A Song for Issy Bradley by Carys Bray
Phew. This was a Shared Reading group book, every line read aloud slowly and deliberately in weekly sessions over the course of eight months. Part of the brilliance of Shared Reading opposed to a book club is that you can’t skim over anything, you don’t forget to mention the little things or the seemingly trivial. Nothing in a novel should be trivial, and reading slowly and with such purpose in a group provides the space for those conversations to unfold – questions are asked, different points of view are shared – and this book is the perfect read for that. I’ve seen Carys Bray talk before so I knew a little about the heartache this book had grown from, usually in Shared Reading we avoid the author, but with this book it was difficult. From the offset group members could feel the personal experience in it, they could sense that closeness, and if anything knowing the reality of the story, the loss of a child, made it more compelling.

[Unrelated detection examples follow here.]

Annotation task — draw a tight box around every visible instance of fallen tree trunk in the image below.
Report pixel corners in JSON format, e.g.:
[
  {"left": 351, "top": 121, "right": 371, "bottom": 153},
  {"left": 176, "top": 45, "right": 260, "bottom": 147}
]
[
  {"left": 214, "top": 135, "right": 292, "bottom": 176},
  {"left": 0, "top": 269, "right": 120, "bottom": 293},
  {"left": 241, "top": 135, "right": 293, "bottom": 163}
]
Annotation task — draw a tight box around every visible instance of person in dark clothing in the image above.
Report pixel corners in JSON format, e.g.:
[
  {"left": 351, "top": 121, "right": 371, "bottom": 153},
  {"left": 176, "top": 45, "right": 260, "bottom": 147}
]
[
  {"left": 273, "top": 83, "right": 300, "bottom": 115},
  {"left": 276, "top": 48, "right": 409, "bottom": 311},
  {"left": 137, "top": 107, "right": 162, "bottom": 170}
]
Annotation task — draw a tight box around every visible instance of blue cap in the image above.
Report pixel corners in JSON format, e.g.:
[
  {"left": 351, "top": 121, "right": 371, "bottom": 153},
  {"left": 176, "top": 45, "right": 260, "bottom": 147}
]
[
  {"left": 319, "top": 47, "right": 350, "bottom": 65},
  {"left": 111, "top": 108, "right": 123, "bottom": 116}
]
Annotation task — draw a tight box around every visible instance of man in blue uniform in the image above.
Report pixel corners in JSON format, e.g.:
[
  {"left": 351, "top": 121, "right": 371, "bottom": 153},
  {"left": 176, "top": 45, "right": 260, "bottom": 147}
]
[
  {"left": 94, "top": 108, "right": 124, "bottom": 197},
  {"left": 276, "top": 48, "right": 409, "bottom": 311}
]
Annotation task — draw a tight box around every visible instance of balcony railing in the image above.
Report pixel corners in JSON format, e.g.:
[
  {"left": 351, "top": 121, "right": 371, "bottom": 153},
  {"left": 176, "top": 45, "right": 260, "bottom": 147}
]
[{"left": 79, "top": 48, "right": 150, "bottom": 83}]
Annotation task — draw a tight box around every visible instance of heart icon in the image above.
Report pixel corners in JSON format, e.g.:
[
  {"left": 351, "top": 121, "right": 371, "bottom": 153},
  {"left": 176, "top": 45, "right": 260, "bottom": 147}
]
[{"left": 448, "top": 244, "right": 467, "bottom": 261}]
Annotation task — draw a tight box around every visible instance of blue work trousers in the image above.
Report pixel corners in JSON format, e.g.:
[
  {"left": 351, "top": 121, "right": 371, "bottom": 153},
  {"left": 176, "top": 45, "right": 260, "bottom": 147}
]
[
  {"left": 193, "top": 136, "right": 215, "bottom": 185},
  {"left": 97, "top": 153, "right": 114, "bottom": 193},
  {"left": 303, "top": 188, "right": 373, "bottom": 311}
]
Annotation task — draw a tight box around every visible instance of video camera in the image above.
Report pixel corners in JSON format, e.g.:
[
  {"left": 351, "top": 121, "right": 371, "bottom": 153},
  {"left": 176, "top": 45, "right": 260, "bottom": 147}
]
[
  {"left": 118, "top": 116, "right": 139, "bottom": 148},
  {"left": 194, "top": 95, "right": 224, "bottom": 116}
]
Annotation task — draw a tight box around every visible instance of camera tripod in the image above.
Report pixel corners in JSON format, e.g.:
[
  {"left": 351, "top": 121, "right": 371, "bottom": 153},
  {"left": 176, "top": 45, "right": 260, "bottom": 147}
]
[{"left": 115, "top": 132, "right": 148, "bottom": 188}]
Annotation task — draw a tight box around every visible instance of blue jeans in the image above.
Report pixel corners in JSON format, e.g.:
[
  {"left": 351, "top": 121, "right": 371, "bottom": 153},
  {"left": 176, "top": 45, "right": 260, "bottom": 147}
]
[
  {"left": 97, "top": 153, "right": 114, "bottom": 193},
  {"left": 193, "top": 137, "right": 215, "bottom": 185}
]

There were moments throughout this book where we really struggled – we were reading it slowly, but Bray was also telling it slowly, the reader is meant to feel the struggle of grief, the time it consumes, the way that life can stand still for one person yet carry on regardless. And life happened regardless of what we were reading, during the months we were reading A Song for Issy Bradley, we heard the news of two elderly group members passing, another suffered a close family bereavement, we felt this book deeply and personally, as everyone must. But just like life, there were also moments of real humour, we giggled and triumphed in the sarcastic backhands of the teenage Alma. We grieved and pitied and sometimes didn’t quite know what to say as we stepped inside the unfamiliar customs of an unfamiliar religion (Mormonism) and watched a family in crisis.
“Anyone can be brave for five minutes or an hour or two. The bravery no one talks about is the hardest bravery of all. When you get up in the morning even though you’d rather be dead, that’s brave.”